CORTE SUPREMA DE JUSTICIA CORTE SUPREMA DE JUSTICIA SALA DE CASACIÓN CIVIL Magistrado Ponente: PEDRO OCTAVIO MUNAR CADENA Bogotá, D. C., quince (15) de abril de dos mil ocho (2008). REF.- Exp. T. No. 68001 22 13 000 2008 00052 -01 Decídese la impugnación interpuesta contra la sentencia de 6 de febrero de 2008, mediante la cual el Tribunal Superior del Distrito Judicial de Bucaramanga, Sala Civil-Familia, negó la tutela promovida por Luis Alejandro Zafra Jiménez y Rodolfo Jiménez contra los Juzgados Noveno Civil del Circuito y Trece Civil Municipal de la misma ciudad.

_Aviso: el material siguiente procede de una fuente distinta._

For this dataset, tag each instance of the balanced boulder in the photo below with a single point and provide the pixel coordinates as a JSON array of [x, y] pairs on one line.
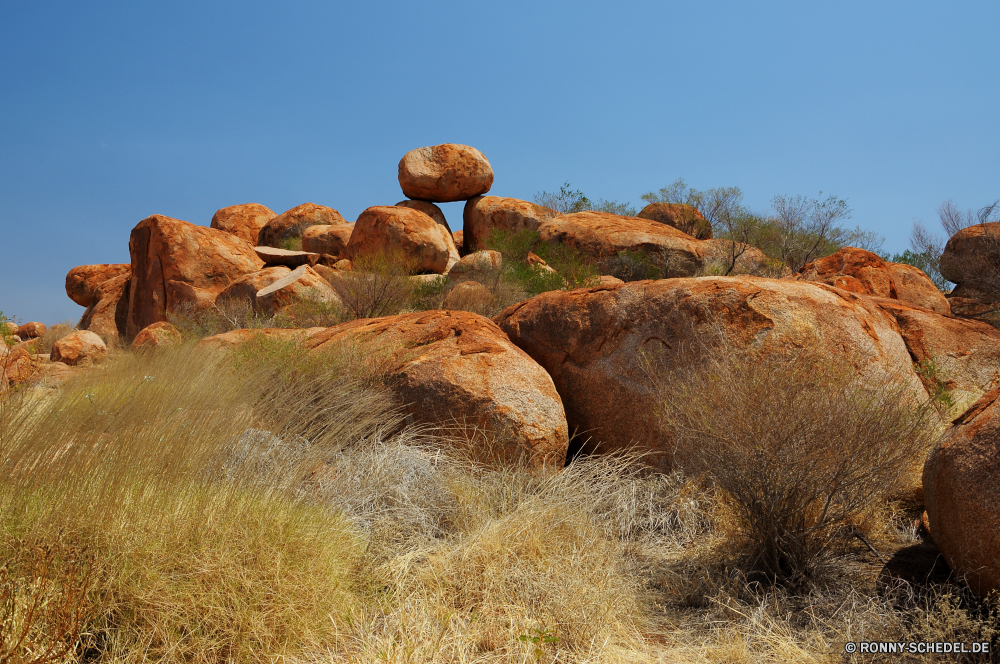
[[244, 221], [328, 239], [387, 230], [684, 218], [289, 225], [602, 235], [176, 264], [961, 484], [445, 173], [598, 343], [79, 348], [455, 367], [485, 215]]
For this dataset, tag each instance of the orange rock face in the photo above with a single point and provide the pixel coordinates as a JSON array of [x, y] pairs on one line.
[[960, 355], [243, 221], [972, 255], [177, 264], [329, 239], [453, 365], [860, 271], [445, 173], [79, 348], [302, 283], [157, 335], [108, 315], [386, 229], [962, 494], [485, 214], [290, 224], [82, 282], [684, 218], [428, 208], [602, 235], [595, 342]]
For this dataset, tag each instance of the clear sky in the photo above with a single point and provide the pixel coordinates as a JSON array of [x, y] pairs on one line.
[[112, 111]]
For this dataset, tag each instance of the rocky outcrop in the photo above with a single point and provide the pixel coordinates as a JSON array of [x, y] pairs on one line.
[[329, 239], [176, 265], [957, 357], [603, 235], [453, 366], [428, 208], [484, 215], [108, 315], [961, 484], [596, 342], [82, 347], [82, 282], [860, 271], [291, 224], [302, 283], [684, 218], [479, 266], [243, 221], [157, 335], [387, 230], [445, 173]]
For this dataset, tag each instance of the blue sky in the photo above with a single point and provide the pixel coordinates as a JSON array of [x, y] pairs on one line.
[[114, 111]]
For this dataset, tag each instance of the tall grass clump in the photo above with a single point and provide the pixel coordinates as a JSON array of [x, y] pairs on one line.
[[179, 477], [799, 449]]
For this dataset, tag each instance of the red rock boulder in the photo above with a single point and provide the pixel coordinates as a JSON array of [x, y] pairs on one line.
[[176, 265], [596, 343], [684, 218], [448, 366], [602, 235], [291, 224], [962, 494], [391, 229], [484, 215], [445, 173], [82, 347], [244, 221]]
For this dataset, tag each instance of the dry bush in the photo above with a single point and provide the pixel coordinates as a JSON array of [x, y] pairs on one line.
[[799, 448]]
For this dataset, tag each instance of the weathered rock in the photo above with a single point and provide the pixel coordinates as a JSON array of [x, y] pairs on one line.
[[79, 348], [962, 356], [302, 283], [157, 335], [972, 257], [478, 266], [860, 271], [30, 330], [428, 208], [82, 282], [108, 315], [595, 343], [273, 256], [684, 218], [468, 296], [602, 235], [485, 214], [444, 173], [391, 229], [234, 338], [176, 265], [453, 365], [962, 493], [292, 223], [246, 287], [244, 221], [330, 239]]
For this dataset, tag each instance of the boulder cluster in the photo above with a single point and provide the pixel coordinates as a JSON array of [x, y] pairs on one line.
[[568, 364]]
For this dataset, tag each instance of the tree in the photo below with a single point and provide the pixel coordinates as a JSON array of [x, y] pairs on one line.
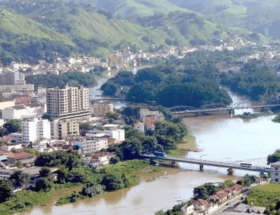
[[204, 191], [92, 189], [113, 181], [19, 178], [143, 92], [109, 88], [43, 184], [114, 160], [13, 126], [149, 75], [62, 175], [6, 191], [45, 172]]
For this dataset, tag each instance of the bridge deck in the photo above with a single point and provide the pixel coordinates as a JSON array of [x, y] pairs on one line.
[[210, 163], [224, 108]]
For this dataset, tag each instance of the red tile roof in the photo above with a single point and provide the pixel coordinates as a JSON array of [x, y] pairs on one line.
[[20, 155], [102, 154], [219, 195], [201, 202], [3, 152], [25, 100], [7, 138], [237, 187]]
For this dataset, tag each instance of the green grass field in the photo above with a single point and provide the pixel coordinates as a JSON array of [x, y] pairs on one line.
[[264, 195]]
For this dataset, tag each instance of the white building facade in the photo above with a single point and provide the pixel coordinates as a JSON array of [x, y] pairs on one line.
[[93, 144], [35, 129], [275, 172]]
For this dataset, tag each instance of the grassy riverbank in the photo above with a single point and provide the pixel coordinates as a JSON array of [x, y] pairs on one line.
[[188, 144], [264, 196], [248, 116], [135, 170], [26, 199]]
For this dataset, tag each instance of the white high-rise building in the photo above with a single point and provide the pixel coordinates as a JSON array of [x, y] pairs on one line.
[[35, 129]]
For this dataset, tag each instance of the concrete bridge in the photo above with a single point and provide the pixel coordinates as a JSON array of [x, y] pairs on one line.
[[107, 99], [202, 163], [229, 109]]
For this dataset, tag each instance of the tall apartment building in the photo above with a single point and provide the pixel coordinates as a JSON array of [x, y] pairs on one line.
[[275, 172], [93, 144], [68, 106], [34, 129], [12, 78], [102, 109], [69, 102]]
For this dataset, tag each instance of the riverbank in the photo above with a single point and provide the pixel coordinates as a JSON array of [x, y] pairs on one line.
[[138, 170], [188, 145], [25, 200]]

EL RECLAMO CONSTITUCIONAL Y SU FUNDAMENTO 1. Los accionantes demandaron la protección constitucional del derecho fundamental al debido proceso, presuntamente vulnerado por los funcionarios acusados, dentro del proceso ejecutivo adelantado por Alirio Suárez Puentes contra Gonzalo Alberto Pérez Rodríguez, al negar el levantamiento de la medida cautelar de secuestro practicada sobre el predio rural Lote 1 Albania, practicada el 9 de marzo de 2006, por el Juzgado Promiscuo Municipal de El Socorro. 2.

Expusieron los peticionarios como sustento de su reclamo constitucional, en síntesis, que dentro del término legal formularon incidente para procurar el levantamiento de las medidas cautelares practicadas sobre el aludido inmueble, en atención a la posesión real y material que ejercían sobre las mejoras existentes en el mismo, solicitud que fue negada por el Juzgado Trece Civil Municipal de Bucaramanga arguyendo que los mismos no eran propietarios de dicho bien, pues no contaban con un justo titulo que demostrara una posesión de buena fe. 3.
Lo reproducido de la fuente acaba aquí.